Ini membuktikan bahwa kecepatan dan kepastian dalam proses rekrutmen lebih penting daripada menunggu kandidat yang sempuma tapi belum tentu datang.
Berikut adalah langkah-langkah strategis untuk menghindari kehilangan talenta hebat akibat proses yang terlalu lambat:
1. Bergerak Cepat & Terlibat Secara Aktif
Tentukan skill dan kualitas inti yang benar-benar dibutuhkan untuk peran tersebut. Jangan terpaku pada daftar kualifikasi panjang yang tidak semua relevan.
Buat timeline perekrutan sebelum membuka lowongan. Misalnya, targetkan posisi terisi dalam 14 hari, dan konsisten dengan target tersebut.

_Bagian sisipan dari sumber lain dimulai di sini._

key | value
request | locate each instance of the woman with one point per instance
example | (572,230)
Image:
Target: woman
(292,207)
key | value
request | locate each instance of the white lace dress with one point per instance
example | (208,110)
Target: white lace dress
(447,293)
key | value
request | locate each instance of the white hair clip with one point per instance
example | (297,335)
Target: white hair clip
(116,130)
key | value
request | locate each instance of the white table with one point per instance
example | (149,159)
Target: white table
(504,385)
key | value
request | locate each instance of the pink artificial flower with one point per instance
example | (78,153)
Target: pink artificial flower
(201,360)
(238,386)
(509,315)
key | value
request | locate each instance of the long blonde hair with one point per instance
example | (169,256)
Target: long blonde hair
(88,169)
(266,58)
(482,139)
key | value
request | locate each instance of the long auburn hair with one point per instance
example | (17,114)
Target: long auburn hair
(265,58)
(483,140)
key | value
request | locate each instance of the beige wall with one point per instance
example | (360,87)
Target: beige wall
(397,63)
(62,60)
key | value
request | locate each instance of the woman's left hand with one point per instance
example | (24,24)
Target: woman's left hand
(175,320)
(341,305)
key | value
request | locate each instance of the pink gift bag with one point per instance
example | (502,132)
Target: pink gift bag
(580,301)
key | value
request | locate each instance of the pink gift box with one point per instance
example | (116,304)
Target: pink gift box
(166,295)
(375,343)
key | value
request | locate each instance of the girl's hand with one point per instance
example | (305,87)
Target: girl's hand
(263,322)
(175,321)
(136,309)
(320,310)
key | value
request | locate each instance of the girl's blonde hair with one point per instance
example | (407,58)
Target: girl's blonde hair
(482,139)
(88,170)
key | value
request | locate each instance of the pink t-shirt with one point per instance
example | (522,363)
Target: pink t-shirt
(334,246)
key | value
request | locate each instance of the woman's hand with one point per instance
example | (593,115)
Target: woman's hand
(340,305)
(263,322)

Jangan hanya pasang lowongan dan menunggu. Tinjau lamaran setiap hari, hubungi kandidat potensial, dan jadwalkan wawancara secepat mungkin.
2. Hindari Proses yang Berlarut-larut
Cek lamaran setiap hari, dan usahakan merespons kandidat yang kuat dalam 2 sampai 3 hari. Gunakan tahapan rekrutmen yang terstruktur review wawancara keputusan dalam waktu maksimal 10-14 hari.

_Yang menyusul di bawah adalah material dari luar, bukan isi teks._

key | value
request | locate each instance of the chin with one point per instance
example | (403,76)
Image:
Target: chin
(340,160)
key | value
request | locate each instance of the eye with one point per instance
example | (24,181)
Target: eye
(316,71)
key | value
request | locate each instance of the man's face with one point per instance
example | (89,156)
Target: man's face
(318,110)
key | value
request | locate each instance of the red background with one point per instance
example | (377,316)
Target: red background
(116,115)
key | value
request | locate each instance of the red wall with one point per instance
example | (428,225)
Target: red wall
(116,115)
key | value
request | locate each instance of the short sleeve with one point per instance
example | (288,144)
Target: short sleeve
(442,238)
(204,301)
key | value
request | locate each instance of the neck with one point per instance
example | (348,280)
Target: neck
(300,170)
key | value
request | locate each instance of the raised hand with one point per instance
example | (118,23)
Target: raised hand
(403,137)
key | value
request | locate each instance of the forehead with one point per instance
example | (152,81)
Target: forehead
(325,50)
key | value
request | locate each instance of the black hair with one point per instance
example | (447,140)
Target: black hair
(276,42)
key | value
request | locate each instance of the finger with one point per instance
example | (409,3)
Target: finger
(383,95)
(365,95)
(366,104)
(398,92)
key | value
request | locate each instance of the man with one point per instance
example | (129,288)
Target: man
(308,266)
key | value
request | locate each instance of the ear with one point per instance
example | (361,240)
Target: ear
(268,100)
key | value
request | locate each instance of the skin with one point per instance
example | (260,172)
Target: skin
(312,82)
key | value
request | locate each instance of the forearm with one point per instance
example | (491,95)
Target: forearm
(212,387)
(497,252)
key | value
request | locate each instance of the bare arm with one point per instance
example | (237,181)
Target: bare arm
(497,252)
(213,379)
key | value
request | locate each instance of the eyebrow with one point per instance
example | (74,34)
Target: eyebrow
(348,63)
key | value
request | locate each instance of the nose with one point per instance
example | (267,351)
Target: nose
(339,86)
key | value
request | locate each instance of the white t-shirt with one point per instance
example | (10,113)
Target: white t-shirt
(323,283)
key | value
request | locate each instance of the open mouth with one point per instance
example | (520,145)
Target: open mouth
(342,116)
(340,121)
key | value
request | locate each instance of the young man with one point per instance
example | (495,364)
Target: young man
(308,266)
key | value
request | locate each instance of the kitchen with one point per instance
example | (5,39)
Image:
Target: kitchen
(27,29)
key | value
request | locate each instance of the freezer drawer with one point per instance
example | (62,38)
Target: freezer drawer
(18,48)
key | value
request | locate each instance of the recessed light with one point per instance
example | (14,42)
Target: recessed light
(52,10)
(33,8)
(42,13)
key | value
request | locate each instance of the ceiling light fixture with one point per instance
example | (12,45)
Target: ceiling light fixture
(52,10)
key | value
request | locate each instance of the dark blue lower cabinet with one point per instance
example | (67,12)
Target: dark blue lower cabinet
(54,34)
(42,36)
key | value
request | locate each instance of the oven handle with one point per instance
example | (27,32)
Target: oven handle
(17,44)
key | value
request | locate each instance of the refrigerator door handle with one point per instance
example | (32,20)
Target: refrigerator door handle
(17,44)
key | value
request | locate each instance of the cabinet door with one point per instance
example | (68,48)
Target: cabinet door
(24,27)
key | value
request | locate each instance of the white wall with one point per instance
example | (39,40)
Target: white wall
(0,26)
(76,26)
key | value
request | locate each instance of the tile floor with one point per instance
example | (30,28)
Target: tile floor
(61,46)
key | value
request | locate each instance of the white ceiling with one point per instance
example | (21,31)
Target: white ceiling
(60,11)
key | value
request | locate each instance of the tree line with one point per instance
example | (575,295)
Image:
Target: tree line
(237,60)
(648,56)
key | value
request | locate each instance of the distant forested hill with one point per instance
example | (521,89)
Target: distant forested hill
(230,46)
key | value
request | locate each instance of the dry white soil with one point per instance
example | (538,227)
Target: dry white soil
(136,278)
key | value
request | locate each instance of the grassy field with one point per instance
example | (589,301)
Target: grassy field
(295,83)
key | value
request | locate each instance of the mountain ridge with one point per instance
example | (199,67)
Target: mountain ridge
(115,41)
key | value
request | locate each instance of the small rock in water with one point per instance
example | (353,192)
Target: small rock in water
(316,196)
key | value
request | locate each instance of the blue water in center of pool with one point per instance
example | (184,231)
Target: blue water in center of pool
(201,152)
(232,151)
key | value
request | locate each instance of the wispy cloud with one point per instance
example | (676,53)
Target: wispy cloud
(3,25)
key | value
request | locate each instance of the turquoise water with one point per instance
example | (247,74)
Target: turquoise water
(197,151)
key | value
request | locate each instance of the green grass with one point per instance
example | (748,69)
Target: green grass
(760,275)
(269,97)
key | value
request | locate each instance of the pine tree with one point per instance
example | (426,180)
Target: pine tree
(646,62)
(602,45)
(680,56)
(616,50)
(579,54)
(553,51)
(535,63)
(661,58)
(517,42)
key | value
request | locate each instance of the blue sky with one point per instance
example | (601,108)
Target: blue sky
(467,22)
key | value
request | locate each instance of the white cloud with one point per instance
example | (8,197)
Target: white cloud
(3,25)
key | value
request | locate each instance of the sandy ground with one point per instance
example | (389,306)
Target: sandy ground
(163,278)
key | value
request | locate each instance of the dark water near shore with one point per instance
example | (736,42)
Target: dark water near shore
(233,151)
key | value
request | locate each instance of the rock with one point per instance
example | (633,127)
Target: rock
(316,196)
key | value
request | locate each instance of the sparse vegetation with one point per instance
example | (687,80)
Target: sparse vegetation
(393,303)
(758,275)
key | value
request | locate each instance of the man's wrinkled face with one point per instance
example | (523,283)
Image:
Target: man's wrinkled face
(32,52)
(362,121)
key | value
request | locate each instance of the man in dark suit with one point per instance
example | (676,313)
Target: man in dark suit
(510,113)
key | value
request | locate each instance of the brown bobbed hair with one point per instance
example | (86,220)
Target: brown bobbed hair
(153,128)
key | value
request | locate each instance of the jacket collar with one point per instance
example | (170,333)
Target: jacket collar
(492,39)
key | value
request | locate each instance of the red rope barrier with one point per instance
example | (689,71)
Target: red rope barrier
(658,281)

Jika proses rekrutmen Anda memakan waktu lebih dari 30 hari, kemungkinan besar kandidat terbaik Anda sudah menerima tawaran dari perusahaan lain.
3. Ambil Keputusan
Jangan menolak kandidat karena kekurangan kecil yang masih bisa dilatih.
Jika ada kandidat yang memenuhi 70-80 prsen kualifikasi dan menunjukkan sikap serta potensi yang baik, beri mereka kesempatan. Skill bisa dipelajari, tapı kesempatan merekrut orang hebat tidak datang dua kali.
Menunggu kandidat sempurna adalah strategi yang tidak realistis di pasar kerja yang bergerak cepat saat ini.
Jika ingin mendapatkan talenta terbaik, perusahaan harus lebih proaktif, bergerak cepat, dan mampu membuat keputusan yang cerdas serta efisien.
Intinya, jangan sampai kesempatan mendapatkan kandidat hebat hilang hanya karena terlalu lama berpikir dan bersikap pasif.